И автор, пожалуй, назвал бы его, если бы ему разрешил тот, второй, который и был творцом нежного приключения. Но тот, второй, без спросу и времени ушел в холодные подземные жилища. И потому, что артист Р. бывал его конфидентом и составлял солидарное алиби, он обозначит счастливцев только алфавитной литерой. В гулком помещенье нашего романа важен не столько факт, сколько его солидарное эхо. К чему здесь грешная новость для бедной вдовы? Пусть в ней бродят лишь теплые сомнения…
Одну из японских девушек звали Алихо, а другую — Айсо, и обе они, так же, как В. и М., стремились к экзотике. Впрочем, это стремление могло быть вызвано более глубокой причиной: то ли они бунтовали против вековечных устоев, то ли скучали о другой воле. Во всяком случае, обе они были заражены жаждой интимного сближения с европейцами, понимая любовь как влечение и искусство самой жизни.
Скажем так, и это был род ностальгии, но если В. и М. устремили горящие взоры к Стране Восходящего Солнца, то студентки из Токио смотрели в сторону европейского заката, то есть на запад. “О, Запад есть Запад, Восток есть Восток, и с мест они не сойдут, / Пока не предстанет небо с землей на страшный Господень Суд”, — писал певец британского империализма Киплинг и, как показали ужасы нового века в Нью-Йорке и Москве, был прав не только по-своему, но и по-нашему. Впрочем, и Киплинг спорил с собой: “Но нет Востока и Запада нет — что племя, родина, род, / Если сильный с сильным лицом к лицу у края земли встает?”.
Так они и встали лицом к лицу, а потом лицом к лицу легли…
На рассвете, когда пришла пора расставанья, в бумажный домик вошла тень странника Басё и нашептала нашим молодцам: “Запад или Восток — / Всюду одна и та же беда. / Ветер равно холодит…”.
Алихо была русисткой, Айсо изучала языки Скандинавии, и после одной из токийских премьер девушки пригласили В. и М. к себе в гости, так как снимали общее жилье.
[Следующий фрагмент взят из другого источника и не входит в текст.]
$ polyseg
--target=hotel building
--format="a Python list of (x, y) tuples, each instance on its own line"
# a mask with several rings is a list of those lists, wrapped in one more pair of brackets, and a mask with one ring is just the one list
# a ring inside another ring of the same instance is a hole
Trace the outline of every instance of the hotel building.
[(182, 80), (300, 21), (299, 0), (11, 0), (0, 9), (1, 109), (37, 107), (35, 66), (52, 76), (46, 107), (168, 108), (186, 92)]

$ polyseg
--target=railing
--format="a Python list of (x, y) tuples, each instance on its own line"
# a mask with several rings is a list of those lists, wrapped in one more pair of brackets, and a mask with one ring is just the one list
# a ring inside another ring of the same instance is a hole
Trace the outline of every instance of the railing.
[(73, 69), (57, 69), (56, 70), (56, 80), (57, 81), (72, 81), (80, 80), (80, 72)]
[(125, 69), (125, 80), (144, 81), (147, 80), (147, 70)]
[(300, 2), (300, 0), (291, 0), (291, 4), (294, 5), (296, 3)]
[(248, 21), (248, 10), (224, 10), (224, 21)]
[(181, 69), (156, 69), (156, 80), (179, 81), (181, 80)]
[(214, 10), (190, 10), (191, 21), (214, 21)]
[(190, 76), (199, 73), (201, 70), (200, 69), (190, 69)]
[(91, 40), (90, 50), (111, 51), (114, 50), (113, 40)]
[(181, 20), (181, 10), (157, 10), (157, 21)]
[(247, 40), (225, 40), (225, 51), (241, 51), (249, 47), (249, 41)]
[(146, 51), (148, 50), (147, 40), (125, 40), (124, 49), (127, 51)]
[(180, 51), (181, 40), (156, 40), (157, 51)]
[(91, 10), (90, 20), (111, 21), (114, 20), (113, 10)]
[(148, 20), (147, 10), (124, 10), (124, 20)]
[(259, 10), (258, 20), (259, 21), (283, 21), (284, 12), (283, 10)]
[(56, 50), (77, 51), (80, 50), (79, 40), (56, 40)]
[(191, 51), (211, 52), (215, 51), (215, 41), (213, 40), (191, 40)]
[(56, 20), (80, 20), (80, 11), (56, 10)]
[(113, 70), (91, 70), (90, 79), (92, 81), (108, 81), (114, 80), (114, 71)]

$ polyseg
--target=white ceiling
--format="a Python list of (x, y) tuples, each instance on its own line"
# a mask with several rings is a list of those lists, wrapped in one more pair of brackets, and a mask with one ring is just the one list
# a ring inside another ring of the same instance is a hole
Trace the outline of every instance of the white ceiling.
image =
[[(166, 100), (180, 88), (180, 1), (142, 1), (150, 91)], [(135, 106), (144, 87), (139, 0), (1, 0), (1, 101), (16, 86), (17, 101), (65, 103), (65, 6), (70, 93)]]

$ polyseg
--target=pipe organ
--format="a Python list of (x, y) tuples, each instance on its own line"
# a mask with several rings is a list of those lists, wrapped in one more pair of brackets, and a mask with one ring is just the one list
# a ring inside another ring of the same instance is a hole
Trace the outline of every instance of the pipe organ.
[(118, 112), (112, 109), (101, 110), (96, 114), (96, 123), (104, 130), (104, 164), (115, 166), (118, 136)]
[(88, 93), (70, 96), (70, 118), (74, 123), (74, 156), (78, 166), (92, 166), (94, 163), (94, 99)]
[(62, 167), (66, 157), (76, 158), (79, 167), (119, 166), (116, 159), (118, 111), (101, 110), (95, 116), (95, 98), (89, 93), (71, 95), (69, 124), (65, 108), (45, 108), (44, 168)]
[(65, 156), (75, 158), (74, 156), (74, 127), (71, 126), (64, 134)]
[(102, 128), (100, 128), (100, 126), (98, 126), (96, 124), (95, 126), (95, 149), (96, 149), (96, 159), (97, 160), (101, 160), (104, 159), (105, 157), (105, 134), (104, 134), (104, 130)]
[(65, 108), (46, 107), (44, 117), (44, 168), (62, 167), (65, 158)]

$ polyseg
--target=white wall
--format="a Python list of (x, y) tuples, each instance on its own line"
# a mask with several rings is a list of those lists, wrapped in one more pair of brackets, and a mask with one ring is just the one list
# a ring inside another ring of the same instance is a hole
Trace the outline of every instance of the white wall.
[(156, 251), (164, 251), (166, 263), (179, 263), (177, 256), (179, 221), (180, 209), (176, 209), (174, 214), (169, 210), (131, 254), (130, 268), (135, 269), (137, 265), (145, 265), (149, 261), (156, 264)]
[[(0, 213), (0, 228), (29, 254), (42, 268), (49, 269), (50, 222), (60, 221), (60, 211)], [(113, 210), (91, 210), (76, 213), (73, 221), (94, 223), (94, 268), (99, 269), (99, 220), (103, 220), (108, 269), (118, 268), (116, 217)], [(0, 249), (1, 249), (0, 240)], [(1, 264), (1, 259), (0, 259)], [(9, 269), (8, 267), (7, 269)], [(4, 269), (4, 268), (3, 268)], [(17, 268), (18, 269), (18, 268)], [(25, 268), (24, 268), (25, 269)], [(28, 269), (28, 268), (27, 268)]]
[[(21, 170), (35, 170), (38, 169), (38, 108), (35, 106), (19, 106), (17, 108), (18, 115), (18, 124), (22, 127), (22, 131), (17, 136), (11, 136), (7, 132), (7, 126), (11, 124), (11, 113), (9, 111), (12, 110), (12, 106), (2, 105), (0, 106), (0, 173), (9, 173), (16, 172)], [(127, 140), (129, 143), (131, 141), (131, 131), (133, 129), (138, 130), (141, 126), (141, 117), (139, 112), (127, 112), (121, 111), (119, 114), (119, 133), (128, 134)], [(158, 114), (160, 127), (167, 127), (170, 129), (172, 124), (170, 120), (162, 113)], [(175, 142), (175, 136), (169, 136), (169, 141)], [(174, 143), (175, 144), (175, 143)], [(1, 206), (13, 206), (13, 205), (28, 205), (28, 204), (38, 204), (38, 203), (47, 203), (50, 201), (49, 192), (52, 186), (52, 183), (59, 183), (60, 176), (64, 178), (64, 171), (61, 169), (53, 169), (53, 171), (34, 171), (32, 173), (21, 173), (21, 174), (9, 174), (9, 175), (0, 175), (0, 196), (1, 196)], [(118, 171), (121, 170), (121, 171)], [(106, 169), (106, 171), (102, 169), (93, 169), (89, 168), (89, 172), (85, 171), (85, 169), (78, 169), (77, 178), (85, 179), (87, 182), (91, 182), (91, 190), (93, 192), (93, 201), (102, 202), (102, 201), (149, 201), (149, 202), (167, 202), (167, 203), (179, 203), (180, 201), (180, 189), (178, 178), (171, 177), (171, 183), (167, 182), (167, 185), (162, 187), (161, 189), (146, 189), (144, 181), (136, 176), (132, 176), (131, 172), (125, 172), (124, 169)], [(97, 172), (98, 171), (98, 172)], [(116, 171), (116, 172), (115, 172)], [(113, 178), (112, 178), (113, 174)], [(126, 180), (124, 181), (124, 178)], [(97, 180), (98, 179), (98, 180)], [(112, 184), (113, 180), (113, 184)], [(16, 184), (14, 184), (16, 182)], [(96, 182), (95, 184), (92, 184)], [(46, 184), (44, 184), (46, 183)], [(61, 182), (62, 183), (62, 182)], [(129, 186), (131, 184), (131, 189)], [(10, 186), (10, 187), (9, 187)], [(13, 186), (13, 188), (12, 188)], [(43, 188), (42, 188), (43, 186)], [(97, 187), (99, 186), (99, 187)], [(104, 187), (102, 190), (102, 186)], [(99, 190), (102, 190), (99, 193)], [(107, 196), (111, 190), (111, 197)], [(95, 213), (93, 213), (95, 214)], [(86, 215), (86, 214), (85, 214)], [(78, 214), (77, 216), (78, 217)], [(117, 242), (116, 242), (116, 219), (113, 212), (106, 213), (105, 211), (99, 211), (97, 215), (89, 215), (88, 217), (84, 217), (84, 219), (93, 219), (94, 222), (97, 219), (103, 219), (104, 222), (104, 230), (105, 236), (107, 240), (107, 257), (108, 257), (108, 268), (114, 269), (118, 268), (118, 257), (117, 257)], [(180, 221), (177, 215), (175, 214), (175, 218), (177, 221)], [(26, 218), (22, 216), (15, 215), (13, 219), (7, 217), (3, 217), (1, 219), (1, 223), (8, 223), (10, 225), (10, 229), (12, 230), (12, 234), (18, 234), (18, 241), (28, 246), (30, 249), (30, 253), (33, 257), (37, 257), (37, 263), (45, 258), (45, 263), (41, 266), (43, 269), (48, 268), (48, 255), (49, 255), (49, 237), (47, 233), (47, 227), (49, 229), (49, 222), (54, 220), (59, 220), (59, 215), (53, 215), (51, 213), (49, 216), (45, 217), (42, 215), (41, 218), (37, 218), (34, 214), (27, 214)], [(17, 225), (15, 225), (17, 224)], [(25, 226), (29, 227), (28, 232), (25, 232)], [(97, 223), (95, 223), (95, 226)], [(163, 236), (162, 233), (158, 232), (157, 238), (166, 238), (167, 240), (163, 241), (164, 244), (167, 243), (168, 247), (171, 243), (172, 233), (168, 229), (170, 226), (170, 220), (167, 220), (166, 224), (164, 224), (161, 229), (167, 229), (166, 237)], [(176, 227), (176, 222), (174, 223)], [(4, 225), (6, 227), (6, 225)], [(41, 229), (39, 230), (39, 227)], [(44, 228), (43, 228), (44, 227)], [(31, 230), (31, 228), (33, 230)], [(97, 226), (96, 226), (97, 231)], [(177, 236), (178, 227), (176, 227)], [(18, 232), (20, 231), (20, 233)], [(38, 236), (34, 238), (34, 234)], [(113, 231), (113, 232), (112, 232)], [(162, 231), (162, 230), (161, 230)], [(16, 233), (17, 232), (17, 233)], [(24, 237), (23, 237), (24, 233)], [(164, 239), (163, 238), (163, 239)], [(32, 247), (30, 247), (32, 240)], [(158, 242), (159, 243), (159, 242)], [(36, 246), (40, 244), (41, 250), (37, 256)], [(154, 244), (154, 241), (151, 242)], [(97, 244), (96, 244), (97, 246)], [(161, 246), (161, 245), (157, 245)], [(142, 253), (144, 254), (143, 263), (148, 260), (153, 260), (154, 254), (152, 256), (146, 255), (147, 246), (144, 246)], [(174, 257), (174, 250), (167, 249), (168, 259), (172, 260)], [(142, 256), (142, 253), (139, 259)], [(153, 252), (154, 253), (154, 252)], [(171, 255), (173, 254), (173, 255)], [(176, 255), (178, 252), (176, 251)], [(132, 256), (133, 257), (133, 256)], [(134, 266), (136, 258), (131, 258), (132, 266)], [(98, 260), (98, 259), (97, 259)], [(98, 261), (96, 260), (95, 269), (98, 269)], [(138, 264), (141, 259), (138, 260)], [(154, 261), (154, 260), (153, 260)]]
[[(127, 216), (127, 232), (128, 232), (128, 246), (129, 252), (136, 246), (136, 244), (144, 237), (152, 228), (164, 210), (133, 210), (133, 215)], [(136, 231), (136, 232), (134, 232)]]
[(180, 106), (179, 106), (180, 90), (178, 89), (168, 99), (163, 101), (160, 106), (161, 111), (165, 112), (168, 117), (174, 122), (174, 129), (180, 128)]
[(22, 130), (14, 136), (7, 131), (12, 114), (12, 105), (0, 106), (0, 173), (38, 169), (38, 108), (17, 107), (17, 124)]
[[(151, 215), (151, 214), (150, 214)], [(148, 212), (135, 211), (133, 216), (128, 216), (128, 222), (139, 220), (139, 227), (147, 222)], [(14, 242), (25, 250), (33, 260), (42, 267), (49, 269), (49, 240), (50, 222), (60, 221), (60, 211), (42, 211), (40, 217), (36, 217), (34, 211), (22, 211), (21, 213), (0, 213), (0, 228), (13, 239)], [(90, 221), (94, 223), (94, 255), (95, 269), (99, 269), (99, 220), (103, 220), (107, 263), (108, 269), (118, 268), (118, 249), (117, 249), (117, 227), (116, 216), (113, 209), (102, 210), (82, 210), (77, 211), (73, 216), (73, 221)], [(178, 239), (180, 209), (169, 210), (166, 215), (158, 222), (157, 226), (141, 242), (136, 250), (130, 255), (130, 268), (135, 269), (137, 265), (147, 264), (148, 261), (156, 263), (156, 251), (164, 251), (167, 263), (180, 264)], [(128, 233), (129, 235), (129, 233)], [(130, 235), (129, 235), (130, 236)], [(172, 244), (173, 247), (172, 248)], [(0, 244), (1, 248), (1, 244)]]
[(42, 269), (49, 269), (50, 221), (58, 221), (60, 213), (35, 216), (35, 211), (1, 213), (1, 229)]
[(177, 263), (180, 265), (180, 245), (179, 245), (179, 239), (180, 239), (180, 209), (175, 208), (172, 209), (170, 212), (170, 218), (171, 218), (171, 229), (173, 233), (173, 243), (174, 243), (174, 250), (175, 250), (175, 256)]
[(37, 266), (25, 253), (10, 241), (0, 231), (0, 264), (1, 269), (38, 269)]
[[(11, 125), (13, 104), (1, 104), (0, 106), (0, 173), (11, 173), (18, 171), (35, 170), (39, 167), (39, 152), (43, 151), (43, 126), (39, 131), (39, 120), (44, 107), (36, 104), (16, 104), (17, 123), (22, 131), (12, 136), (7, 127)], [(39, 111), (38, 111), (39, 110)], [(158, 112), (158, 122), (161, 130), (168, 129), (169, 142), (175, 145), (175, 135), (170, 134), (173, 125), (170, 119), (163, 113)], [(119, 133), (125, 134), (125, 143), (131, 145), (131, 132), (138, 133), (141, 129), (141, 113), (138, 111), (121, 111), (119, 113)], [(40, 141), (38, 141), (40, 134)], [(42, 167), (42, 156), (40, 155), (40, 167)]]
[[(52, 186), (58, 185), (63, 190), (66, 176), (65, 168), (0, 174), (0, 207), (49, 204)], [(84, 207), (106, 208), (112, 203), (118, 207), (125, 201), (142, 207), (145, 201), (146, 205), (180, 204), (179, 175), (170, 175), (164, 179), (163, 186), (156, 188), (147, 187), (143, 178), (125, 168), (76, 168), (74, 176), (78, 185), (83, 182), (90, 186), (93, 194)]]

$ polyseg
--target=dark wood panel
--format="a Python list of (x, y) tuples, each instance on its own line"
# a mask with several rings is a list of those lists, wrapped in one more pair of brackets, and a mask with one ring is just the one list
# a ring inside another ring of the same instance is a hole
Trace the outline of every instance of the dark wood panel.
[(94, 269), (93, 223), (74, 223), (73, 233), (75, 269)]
М. и В. не впервые объединяли гастрольные усилия ввиду того, что их экзотические желания часто совпадали.
— Ты знаешь, что такое кудзусутуани? — спросил В. — Это очень длительный оргазм, который умеют вызывать индийские женщины. Мы познакомились в Дели с двумя индианками. Или индусками? Нет, индийками…
— Индейками, — сказал Р., — но вернемся в Японию.
— Давай, — согласился В. — У меня сложилось впечатление, что у японок что-то вроде комплекса по отношению к европейцам. Может быть, это связано с Йоко Оно и Джоном Ленноном. Понимаешь, японская девушка и всемирно известный музыкант… Культовый роман. Можно представить, как завелись молодые японки… И Айсо, и Алихо говорили об этой паре…
— А Иосико? — спросил Р.
— Ну, она в основном говорила с Сеней… М. играл у нас роль супермена, а я — крестьянина. Герой и простак, понимаешь?.. Вообще-то он мной прикрывался, идет, мол, меня сопровождать… Приехали в игрушечный домик, сняли ботинки, вошли. Они переоделись в кимоно, угостили саке и легкой закуской. Посидели на полу, поболтали. Плохой английский, плохой русский. Шутки, поклоны… Как будто они — гейши, а мы — господа… Они молодые, и мы кажемся себе. И разошлись по комнаткам… Комнатки крохотные, в каждой по цветку, компьютеру и свернутой постели на полу… А между ними — бумажная стеночка с рисунком… Большой иероглиф, не знаю, что он означал… Высокий черный квадрат, как будто окно, а внутри квадрата — крест… Он остался с Алихо, а мы с Айсо вышли и задвинули за собой бумажную стеночку… И нам, и им все было слышно, и обнимались, как умели… Я говорил ей: “Моя экзотика!..”. Она повторяла за мной… Когда стало светлеть, отвезли нас в гостиницу… И возвращались не один раз… Потом Айсо улетела в Стокгольм, а мы укатили в Осаку… Иногда кажется — это любовь… А иногда — искусство цивилизованного человека. И он низводит его до нуля или совершенствует до сумасшествия…
— Они больше не появлялись?
— Нет. Я слышал, Айсо вышла замуж за шведа и у нее трое детей… Когда улетали из Ниагаты, Алихо приехала провожать и сказала про Иосико и Сеню: “Она полюбила его смертельно…”. Нет, не так… “Она любит смертно его…” Вот… Так она сказала…
Здесь автор считает нужным отметить, что не только “запорожец” 07-42 ЛЕО, первая машина, купленная композитором Розенцвейгом С.Е., имела номер, складывающийся в число тринадцать, но и все последующие номера, как ни старался он этого избежать, составляли ту же чертову дюжину. Последний “жигуленок” значился в ГАИ под знаком 13-00, и гараж ему достался на улице Братьев Васильевых, 13. Это к слову. Вернее, к тому, что артист Данилов, близкий композитору Р., любил повторять выражение философа Декарта: “Миром правит число”.
15
“Я люблю вас, сенсей” — писала Иосико.
Он прочел эту фразу и быстро вышел на улицу.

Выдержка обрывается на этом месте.